On 22-Apr-99 chas wrote:
<snip>
>
> And then the occurences of each word in each document (and the
> number of occurences, used for accuracy purposes) are stored in
> a third 'search' table :
>
> Table : "search"
>
> wordid | docid | numtimes
> ------------------------------
> 367 | 47 | 8
> 368 | 47 | 2
> 367 | 45 | 4
>
>
>
<snip again>
>
> Now for my problem :
> --------------------
> Now, if the user searches for "Happy world", I can find all the
> document IDs where the wordid is 369 (ie. "happy") and then
> all the document IDs where the wordid is 368 (ie. "world")

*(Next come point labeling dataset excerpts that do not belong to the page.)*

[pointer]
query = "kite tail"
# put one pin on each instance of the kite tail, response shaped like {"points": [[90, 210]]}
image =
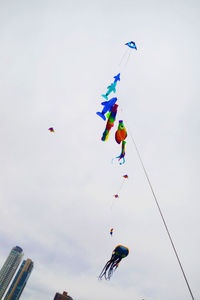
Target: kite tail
{"points": [[122, 155], [105, 135]]}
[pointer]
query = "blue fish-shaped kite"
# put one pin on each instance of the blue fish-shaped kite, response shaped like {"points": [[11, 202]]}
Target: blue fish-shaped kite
{"points": [[131, 45], [108, 105], [111, 88]]}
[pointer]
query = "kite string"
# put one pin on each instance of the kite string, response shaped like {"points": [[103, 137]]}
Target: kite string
{"points": [[161, 214]]}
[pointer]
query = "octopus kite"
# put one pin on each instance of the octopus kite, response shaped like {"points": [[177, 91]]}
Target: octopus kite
{"points": [[118, 253]]}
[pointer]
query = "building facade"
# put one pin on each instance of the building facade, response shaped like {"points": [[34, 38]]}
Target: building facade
{"points": [[64, 296], [9, 268], [20, 280]]}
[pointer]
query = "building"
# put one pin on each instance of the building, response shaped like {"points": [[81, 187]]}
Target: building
{"points": [[20, 280], [9, 268], [64, 296]]}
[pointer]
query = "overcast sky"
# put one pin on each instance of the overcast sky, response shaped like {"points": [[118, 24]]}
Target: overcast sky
{"points": [[56, 59]]}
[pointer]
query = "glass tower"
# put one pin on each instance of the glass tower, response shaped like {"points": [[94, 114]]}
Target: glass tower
{"points": [[20, 280], [9, 268]]}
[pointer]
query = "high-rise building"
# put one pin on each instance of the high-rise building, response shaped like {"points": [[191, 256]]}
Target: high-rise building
{"points": [[64, 296], [9, 268], [20, 280]]}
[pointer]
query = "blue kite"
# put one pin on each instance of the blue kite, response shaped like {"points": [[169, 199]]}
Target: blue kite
{"points": [[108, 105], [111, 88]]}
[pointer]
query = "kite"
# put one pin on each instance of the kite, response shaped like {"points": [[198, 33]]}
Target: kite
{"points": [[118, 253], [121, 133], [125, 176], [110, 122], [121, 156], [111, 231], [51, 129], [131, 45], [117, 77], [108, 105], [111, 88]]}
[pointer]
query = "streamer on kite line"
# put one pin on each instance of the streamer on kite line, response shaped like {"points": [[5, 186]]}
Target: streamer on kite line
{"points": [[118, 254], [110, 122], [121, 133], [51, 129], [108, 105], [111, 231], [122, 155], [125, 176]]}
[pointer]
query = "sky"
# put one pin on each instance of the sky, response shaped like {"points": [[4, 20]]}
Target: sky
{"points": [[56, 190]]}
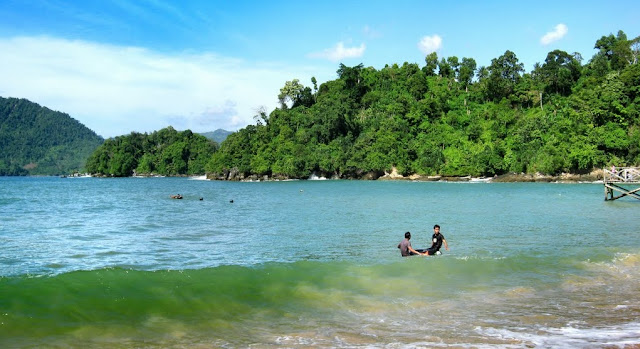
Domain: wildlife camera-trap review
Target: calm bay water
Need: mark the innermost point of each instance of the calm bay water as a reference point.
(117, 263)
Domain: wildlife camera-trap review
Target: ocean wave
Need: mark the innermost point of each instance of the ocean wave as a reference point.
(570, 337)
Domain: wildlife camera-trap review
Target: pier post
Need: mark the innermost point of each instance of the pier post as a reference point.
(620, 180)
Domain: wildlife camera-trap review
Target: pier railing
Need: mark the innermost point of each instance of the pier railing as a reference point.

> but is it possible to use SQL to return the intersection of the
> two ? (At the moment, I'm using Python but this doesn't seem
> scalable)
>
> For example, this is taken from my current database with
> some common words whose word ID's are 49 and 45 :
>
>
> Assuming that documents which have both words are more likely to be correct,
> how can I find the intersection ? I can't use either :
> 'select search.docid where wordid = 45 or wordid = 49' ... produces a UNION
> or
> 'select search.docid where wordid = 45 and wordid = 49' ... always EMPTY
>
select a.docid from search as a, search as b
where a.docid=b.docid and (a.wordid=45 and b.wordid=49);
Also you might want to checkout the SOUNDEX() functions for your
word-id's.
Regards,
---
Don Read sysop@stripped
EDP Manager dread@stripped
Calcasieu Lumber Co. Austin TX
-- Any clod can have the facts, but having an opinion is an art.